En plus de l’impeccable cuisine du chef Pelletier, tout dans ce club – accueil attentionné et service chaleureux, entre autres – est fait pour que l’on s’y sente bien. Et l’objectif visé est atteint. Ces murs qui ont connu de belles heures à l’époque du Fadeau revivent et se montrent à nouveau très accueillants. Il faut ici souligner le magnifique travail de Bruno Braën à qui l’on doit le très pétillant décor de chez Pullman et dont reconnaît la griffe au Club Chasse et Pêche. Les salles sont belles, bar où l’on peut prendre un verre et manger quelques bouchées avant de passer à table ou salle à manger à l’espace occupé intelligemment. Les fauteuils exigent bien quelques acrobaties pour passer de la position détente à la position dégustation, mais on s’habitue assez rapidement, compte tenu de la qualité de ce qui est sur la table. Lorsque l’accès au pipeline pinardier, monopole momentanément bouché, sera rétabli, la carte des vins retrouvera le lustre auquel Hubert Marsolais nous a habitués. Dans l’immédiat, de petites choses comme ce Mercurey 2002 de chez Lorenzon réchauffent le cœur et contribuent, en parfaite communion avec les plats du chef Pelletier, à cette élévation salutaire de l’âme.
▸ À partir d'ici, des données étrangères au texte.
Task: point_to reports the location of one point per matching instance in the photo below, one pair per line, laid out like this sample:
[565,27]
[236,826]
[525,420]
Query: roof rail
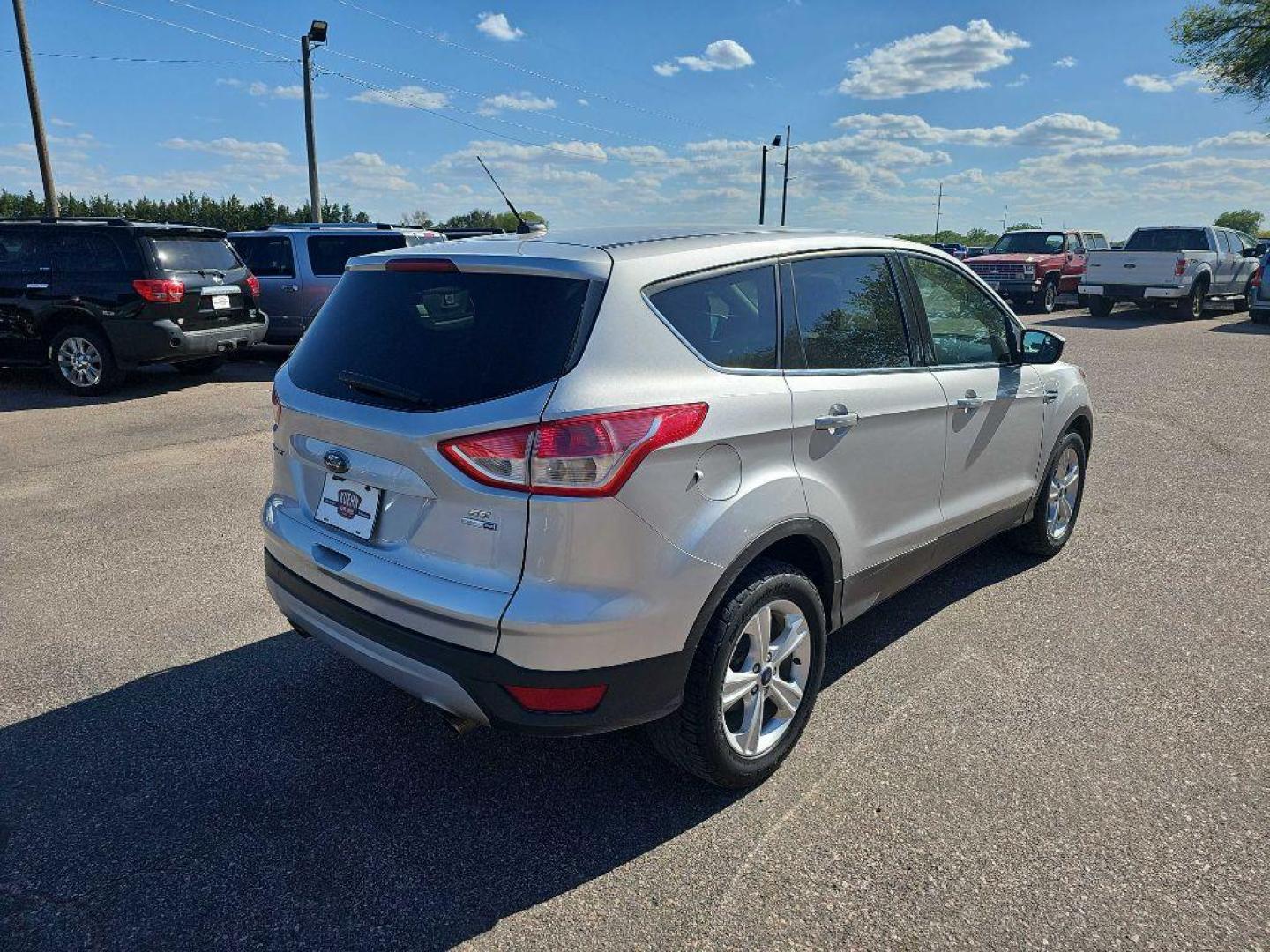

Les nombreux gentils membres seront extrêmement reconnaissants envers tous ces gentils organisateurs de les inviter ainsi à partager les plaisirs de ce club sélect et déjà très impressionnant. On n’a jamais trop de bonnes tables et celle-ci figure sans aucun doute à mon palmarès des 10 meilleures à Montréal.

Le Club Chasse et Pêche
423, rue Saint-Claude
(514) 861-1112

Ouvert en soirée du mardi au samedi et à midi du mardi au vendredi. À midi, table d’hôte à 19 $ pour une entrée et un plat principal. Ajoutez 5 $ pour le dessert. Comme toujours, soyez vigilants si vous ne voulez pas voir votre addition s’envoler. En soirée, prévoyez une quarantaine de dollars par personne avant boissons, taxes et service.